For \(T<1\) and \(S>0\) the only stable equilibrium is \(x_2=1\) (\(x_1=0\) is unstable and \(x_3\) does not exist). Thus, regardless of the initial configuration of the population type \(A\) will increase and eventually reach fixation.

If \(A\) indicates cooperation and \(B\) defection, then cooperation dominates defection. In biology, this situation refers to by-product mutualism, where cooperative behavior establishes as a by-product of some other activity. For example, the of stotting gazelles is cooperative behavior because it warns their fellows from approaching predators but at the same time it startles predators and displays the individuals strength, which might persuade the predator to go after another individual. The relative costs and benefits of these two aspects of stotting behavior determine whether warning other gazelles occurs only as a by-product.

#### Type B dominates

Conversely, for \(T>1\) and \(S<0\) the only stable equilibrium is \(x_1=0\) (\(x_2=1\) is unstable and \(x_3\) does not exist).

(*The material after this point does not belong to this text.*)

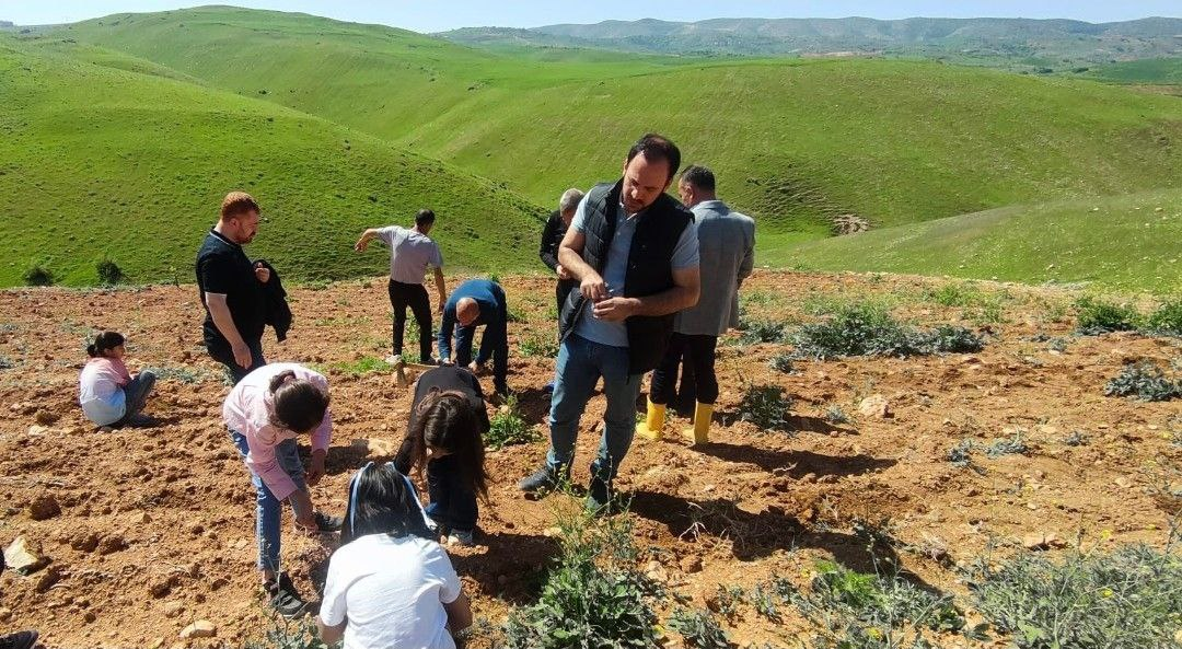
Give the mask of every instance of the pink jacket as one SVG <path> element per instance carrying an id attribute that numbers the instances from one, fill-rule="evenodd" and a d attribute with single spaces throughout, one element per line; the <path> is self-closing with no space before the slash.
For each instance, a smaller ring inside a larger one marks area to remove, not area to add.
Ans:
<path id="1" fill-rule="evenodd" d="M 296 378 L 310 381 L 325 394 L 329 392 L 329 379 L 319 372 L 296 363 L 272 363 L 246 375 L 230 390 L 222 405 L 226 426 L 242 434 L 251 449 L 246 455 L 246 466 L 262 479 L 279 500 L 296 492 L 296 482 L 275 461 L 275 446 L 284 440 L 296 439 L 296 433 L 271 424 L 273 398 L 268 388 L 271 378 L 286 370 L 296 372 Z M 332 413 L 325 410 L 320 426 L 312 431 L 312 449 L 327 450 L 330 441 L 332 441 Z"/>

Thus, type \(A\) players eventually disappear irrespective of the initial configuration of the population.

If \(A\) indicates cooperation and \(B\) defection, then defection dominates cooperation. In biology, this situation is represented by the famous Prisoner's Dilemma (for further details see the tutorial on Cooperation in structured populations).

#### Coexistence

For \(T>1\) and \(S>0\) both trivial equilibria \(x_1, x_2\) are unstable and the equilibrium \(x_3\) must exist and must be stable. In that case, type \(A\) and \(B\) individuals can co-exist.

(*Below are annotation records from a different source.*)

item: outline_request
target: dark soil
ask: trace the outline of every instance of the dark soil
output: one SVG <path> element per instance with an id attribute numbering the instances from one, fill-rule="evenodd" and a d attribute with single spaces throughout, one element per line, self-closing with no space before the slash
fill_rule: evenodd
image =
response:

This situation corresponds to the Snowdrift game, Chicken or Hawk-Dove game used to model cooperation and competition in biology (for further details see the tutorial on Cooperation in structured populations).

#### Bistability

Finally, for \(T<1\) and \(S<0\) both trivial equilibria are stable with an unstable equilibrium \(x_3\) in the interior. Depending on the initial configuration of the population either cooperators or defectors will increase and reach fixation. The position of \(x_3\) determines the basin of attraction of the evolutionary end states of all cooperation or all defection. If the initial fraction of cooperators exceeds \(x_3\) then the \(A\) types prevail but vanish otherwise.

This situation represent a coordination game often referred to as a Staghunt game.